Никакое словесное объяснение никогда не заменит созерцания. Единство Сущности нельзя передать словами. Если бы я захотел пробудить любовь к родине или к имению у людей, чьей духовной культуре такая любовь была бы неведома, я не располагал бы никакими доводами, чтобы тронуть их сердца. Имение — это поля, пастбища и стада. Назначение каждой из этих частей и всех их вместе — приносить богатство. Однако всякому имению присуще нечто такое, что ускользает при рассмотрении составляющих его элементов: ведь иные землевладельцы готовы разориться, лишь бы спасти любимое имение. Это нечто как раз и облагораживает составные элементы имения, наделяя их совсем особыми свойствами. И вот они становятся стадами этого имения, лугами этого имения, полями этого имения…
Так и человек становится человеком своей родины, своего ремесла, своей духовной культуры, своей религии. Но чтобы утверждать, что ты неотделим от таких Сущностей, надо сначала создать их в самом себе. Тому, у кого нет чувства родины, нельзя внушить его никаким языком. Создать в себе Сущность, которую ты называешь своей, можно только при помощи действий. Сущность принадлежит не к области языка, а к области действия. Наш Гуманизм пренебрегал действиями. Его попытки потерпели неудачу.
Самое сложное действие получило название. И название это — жертва.
Жертва не означает ни безвозвратного отчуждения чего-то своего, ни искупления. Прежде всего это действие. Это отдача себя Сущности, от которой ты считаешь себя неотделимым. Только тот поймет, что такое имение, кто пожертвует ему частью себя, кто будет бороться ради его спасения и трудиться, чтобы сделать его лучше. Тогда он обретает любовь к имению. Имение это не сумма доходов — думать так было бы ошибкой. Оно — сумма принесенных даров.
Пока моя духовная культура опиралась на Бога, она могла спасти это понятие жертвы, которое создавало Бога в сердце человека. Гуманизм пренебрегает важнейшей ролью жертвы. Он вознамерился сберечь Человека с помощью слов, а не действий.
Чтобы спасти образ Человека, видимый через людей, Гуманизм располагал теперь всего лишь тем же словом «Человек», украшенным заглавной буквой. Мы рисковали скатиться по опасному склону и в один прекрасный день подменить Человека некой средней личностью или совокупностью людей. Мы рисковали подменить наш собор суммой камней.
И понемногу мы растеряли наше наследие.
Вместо того чтобы утверждать права Человека в личности, мы заговорили о правах Коллектива. Незаметно у нас появилась мораль Коллектива, которая пренебрегает Человеком. Эта мораль может объяснить, почему личность должна жертвовать собой ради Общества. Но она не может объяснить, не прибегая к словесным ухищрениям, почему Общность должна жертвовать собой ради одного человека. Почему справедливо, чтобы тысячи людей приняли смерть ради спасения одного осужденного невинно. Мы еще вспоминаем об этом принципе, но мало-помалу забываем его. А между тем именно в этом принципе, в корне отличающем нас от муравьев муравейника, прежде всего и состоит наше величие.
Мы скатились — за неимением плодотворного метода — от Человечества, опиравшегося на Человека, к этому муравейнику, опирающемуся на сумму личностей.
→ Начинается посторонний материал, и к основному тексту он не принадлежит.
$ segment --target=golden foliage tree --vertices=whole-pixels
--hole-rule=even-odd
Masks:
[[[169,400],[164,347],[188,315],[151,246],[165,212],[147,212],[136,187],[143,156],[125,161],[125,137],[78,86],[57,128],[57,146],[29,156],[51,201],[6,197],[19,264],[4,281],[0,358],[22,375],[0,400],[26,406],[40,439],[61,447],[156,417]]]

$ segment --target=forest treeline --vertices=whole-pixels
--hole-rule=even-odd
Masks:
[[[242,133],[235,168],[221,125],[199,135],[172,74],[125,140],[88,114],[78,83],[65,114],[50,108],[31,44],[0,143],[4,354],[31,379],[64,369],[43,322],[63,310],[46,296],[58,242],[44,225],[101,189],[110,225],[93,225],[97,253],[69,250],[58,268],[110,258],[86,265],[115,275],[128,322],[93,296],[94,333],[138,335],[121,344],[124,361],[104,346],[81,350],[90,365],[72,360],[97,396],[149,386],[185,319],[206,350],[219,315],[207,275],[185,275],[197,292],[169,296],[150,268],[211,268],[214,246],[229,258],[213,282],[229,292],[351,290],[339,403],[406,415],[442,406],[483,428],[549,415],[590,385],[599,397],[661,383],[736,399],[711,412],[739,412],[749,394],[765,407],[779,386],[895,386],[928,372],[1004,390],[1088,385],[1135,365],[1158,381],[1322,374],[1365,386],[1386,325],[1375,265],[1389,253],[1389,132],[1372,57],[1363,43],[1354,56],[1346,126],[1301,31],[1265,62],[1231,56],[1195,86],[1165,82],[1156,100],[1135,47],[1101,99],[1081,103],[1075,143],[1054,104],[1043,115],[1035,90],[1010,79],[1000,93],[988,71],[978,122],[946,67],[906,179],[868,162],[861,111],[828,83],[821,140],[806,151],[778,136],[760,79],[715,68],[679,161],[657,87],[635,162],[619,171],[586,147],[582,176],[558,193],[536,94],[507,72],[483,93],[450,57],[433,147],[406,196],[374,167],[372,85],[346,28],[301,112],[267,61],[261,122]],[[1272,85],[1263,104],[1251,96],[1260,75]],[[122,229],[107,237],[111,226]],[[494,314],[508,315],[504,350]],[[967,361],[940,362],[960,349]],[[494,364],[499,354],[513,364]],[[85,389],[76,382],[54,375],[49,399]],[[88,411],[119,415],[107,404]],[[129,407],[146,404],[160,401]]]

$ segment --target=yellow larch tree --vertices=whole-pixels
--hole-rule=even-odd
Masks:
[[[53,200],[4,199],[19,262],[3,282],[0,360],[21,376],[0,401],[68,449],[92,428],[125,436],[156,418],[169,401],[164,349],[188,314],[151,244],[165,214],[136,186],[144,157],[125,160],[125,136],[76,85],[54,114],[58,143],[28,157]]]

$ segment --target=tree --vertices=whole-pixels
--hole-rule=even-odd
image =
Что могли мы противопоставить культу Государства или культу Массы? Во что превратился наш величественный образ Человека, порожденного Богом? Его уже почти невозможно распознать сквозь слова, потерявшие смысл.
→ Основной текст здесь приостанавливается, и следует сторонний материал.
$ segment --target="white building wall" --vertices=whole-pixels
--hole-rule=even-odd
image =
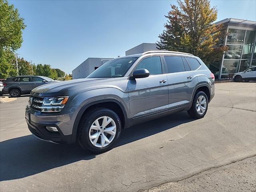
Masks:
[[[72,71],[73,79],[85,78],[98,67],[112,58],[89,58]]]
[[[158,50],[155,43],[143,43],[125,52],[125,55],[142,53],[148,51]]]

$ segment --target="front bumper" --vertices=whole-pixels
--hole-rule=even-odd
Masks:
[[[58,144],[75,142],[76,140],[72,135],[73,120],[76,116],[75,112],[77,109],[75,106],[66,108],[65,109],[59,113],[46,114],[27,106],[25,119],[28,129],[33,135],[42,140]],[[50,132],[46,129],[46,126],[54,126],[58,132]]]

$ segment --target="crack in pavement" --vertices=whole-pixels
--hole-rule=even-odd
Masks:
[[[164,183],[162,183],[162,184],[160,184],[158,185],[158,186],[154,186],[154,187],[153,188],[156,187],[158,187],[158,186],[160,186],[160,185],[163,185],[163,184],[167,184],[167,183],[170,183],[170,182],[179,182],[180,181],[183,181],[183,180],[185,180],[186,179],[188,179],[189,178],[192,178],[192,177],[194,177],[194,176],[196,176],[199,175],[199,174],[201,174],[202,173],[203,173],[204,172],[206,172],[207,171],[208,171],[209,170],[212,170],[212,169],[216,169],[216,168],[219,168],[220,167],[223,167],[224,166],[227,166],[227,165],[230,165],[231,164],[232,164],[234,163],[236,163],[236,162],[239,162],[239,161],[242,161],[243,160],[244,160],[245,159],[248,159],[248,158],[251,158],[254,157],[255,157],[255,156],[256,156],[256,154],[254,154],[253,155],[250,155],[250,156],[246,156],[246,157],[244,157],[243,158],[240,158],[240,159],[238,159],[238,160],[233,160],[231,161],[231,162],[229,162],[228,163],[227,163],[224,164],[221,164],[221,165],[219,165],[219,166],[213,166],[213,167],[208,168],[206,168],[206,169],[204,169],[204,170],[201,170],[201,171],[200,171],[200,172],[198,172],[197,173],[192,174],[192,175],[189,175],[189,176],[187,176],[187,177],[185,177],[183,178],[181,178],[180,179],[176,179],[176,180],[172,180],[169,181],[168,182],[165,182]],[[151,188],[150,188],[150,189],[152,188],[153,188],[152,187]],[[150,190],[150,189],[140,189],[140,190],[138,190],[138,192],[142,192],[144,191],[145,191],[146,190]]]

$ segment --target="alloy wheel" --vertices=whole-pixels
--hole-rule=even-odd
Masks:
[[[10,94],[11,95],[12,95],[12,96],[16,97],[18,95],[19,95],[19,92],[16,89],[14,89],[13,90],[12,90],[12,91],[11,91]]]
[[[115,121],[110,117],[104,116],[95,120],[89,131],[90,141],[95,146],[105,147],[114,140],[116,133]]]
[[[196,101],[196,110],[200,115],[202,115],[204,113],[206,108],[206,99],[203,95],[198,97]]]

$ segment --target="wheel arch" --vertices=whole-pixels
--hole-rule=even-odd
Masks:
[[[117,112],[121,122],[122,128],[126,128],[130,126],[130,122],[128,118],[127,114],[122,104],[115,98],[107,98],[94,101],[87,103],[84,105],[78,112],[73,126],[72,131],[72,142],[74,142],[76,140],[78,127],[79,122],[83,115],[87,111],[94,107],[105,107],[114,110],[115,108],[117,109]]]
[[[198,91],[202,91],[205,93],[207,96],[207,98],[208,101],[210,102],[211,100],[211,91],[209,85],[207,84],[200,84],[197,85],[195,88],[194,92],[193,93],[193,97],[192,98],[192,100],[191,103],[193,102],[194,98],[196,95],[196,94]]]

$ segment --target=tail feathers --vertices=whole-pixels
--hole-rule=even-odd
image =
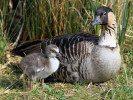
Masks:
[[[24,57],[25,55],[28,55],[31,53],[40,53],[41,43],[42,43],[42,40],[26,41],[20,44],[18,47],[11,50],[11,53],[13,55],[18,55],[21,57]]]

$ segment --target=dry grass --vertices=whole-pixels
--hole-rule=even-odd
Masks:
[[[1,2],[1,1],[0,1]],[[124,2],[127,2],[127,8],[130,7],[130,17],[128,18],[128,9],[124,9]],[[129,2],[131,5],[129,5]],[[23,2],[21,2],[23,3]],[[132,100],[133,99],[133,3],[131,0],[32,0],[27,1],[26,7],[22,9],[18,6],[17,10],[10,12],[7,10],[8,3],[3,0],[1,26],[0,26],[0,99],[1,100],[43,100],[43,99],[69,99],[69,100]],[[5,5],[5,7],[3,6]],[[47,6],[45,6],[47,5]],[[121,49],[123,63],[120,73],[106,82],[107,86],[100,87],[88,84],[71,84],[56,82],[43,85],[45,91],[41,89],[39,83],[37,87],[29,91],[28,79],[24,78],[9,91],[5,89],[12,84],[21,75],[21,70],[17,63],[21,58],[9,54],[9,40],[7,35],[18,34],[22,23],[25,23],[23,34],[20,40],[42,39],[57,36],[61,34],[71,34],[75,32],[95,32],[99,34],[100,27],[91,27],[90,23],[94,19],[94,10],[99,6],[109,6],[113,9],[118,23],[118,36],[125,35]],[[11,9],[10,9],[11,10]],[[20,12],[24,10],[24,12]],[[124,10],[127,12],[123,17]],[[16,12],[14,14],[14,12]],[[12,16],[10,16],[12,14]],[[127,20],[128,19],[128,20]],[[25,20],[25,21],[24,21]],[[125,21],[125,23],[124,23]],[[16,23],[17,22],[17,23]],[[124,23],[124,24],[123,24]],[[126,24],[128,24],[127,27]],[[126,31],[123,31],[124,29]],[[12,36],[12,35],[11,35]],[[4,38],[3,38],[4,37]],[[14,35],[11,37],[14,38]],[[24,84],[24,81],[26,82]],[[71,87],[72,86],[72,87]],[[73,87],[74,86],[74,87]],[[63,89],[60,89],[63,88]],[[65,88],[64,88],[65,87]],[[68,88],[66,88],[68,87]],[[55,89],[56,88],[56,89]]]

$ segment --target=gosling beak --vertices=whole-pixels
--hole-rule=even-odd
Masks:
[[[96,16],[94,21],[91,23],[92,26],[102,24],[100,16]]]

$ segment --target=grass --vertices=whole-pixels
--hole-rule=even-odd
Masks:
[[[27,1],[28,5],[23,7],[20,5],[25,3],[25,0],[18,2],[19,5],[15,9],[12,9],[11,5],[8,9],[8,2],[0,1],[0,100],[133,99],[133,3],[131,0],[101,0],[100,2],[98,0],[56,0],[54,2],[32,0]],[[11,2],[9,3],[11,4]],[[120,73],[105,82],[107,86],[92,85],[90,88],[86,88],[88,84],[56,82],[43,84],[45,90],[42,90],[37,83],[37,87],[29,91],[28,79],[24,78],[9,91],[5,91],[22,73],[17,67],[21,58],[11,56],[8,50],[9,44],[15,41],[23,23],[21,41],[49,38],[79,31],[95,32],[99,35],[100,26],[93,28],[90,23],[94,19],[95,9],[103,5],[111,7],[116,15],[118,42],[123,60]],[[68,88],[60,89],[61,87]]]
Постепенно, забывая о Человеке, мы ограничили нашу мораль проблемами отдельной личности. Мы стали требовать от каждого, чтобы он не ущемлял другого. От каждого камня, чтобы он не ущемлял другой камень. Разумеется, они не наносят друг другу ущерба, когда в беспорядке валяются в поле. Но они наносят ущерб собору, который они могли бы составить и который взамен наделил бы смыслом каждый из них.
Мы продолжали проповедовать равенство между людьми. Но, забыв о Человеке, мы уже перестали понимать то, о чем говорили. Не зная, что положить в основу Равенства, мы превратили его в туманное утверждение, пользоваться которым уже не могли. Как определить Равенство между личностями, между мудрецом и тупицей, глупцом и гением? Что касается строительных материалов, то, если мы хотим определить и осуществить их равенство, нужно, чтобы все они занимали одинаковое место и играли одну и ту же роль. А это бессмысленно. Ибо принцип Равенства вырождается тогда в принцип Тождества.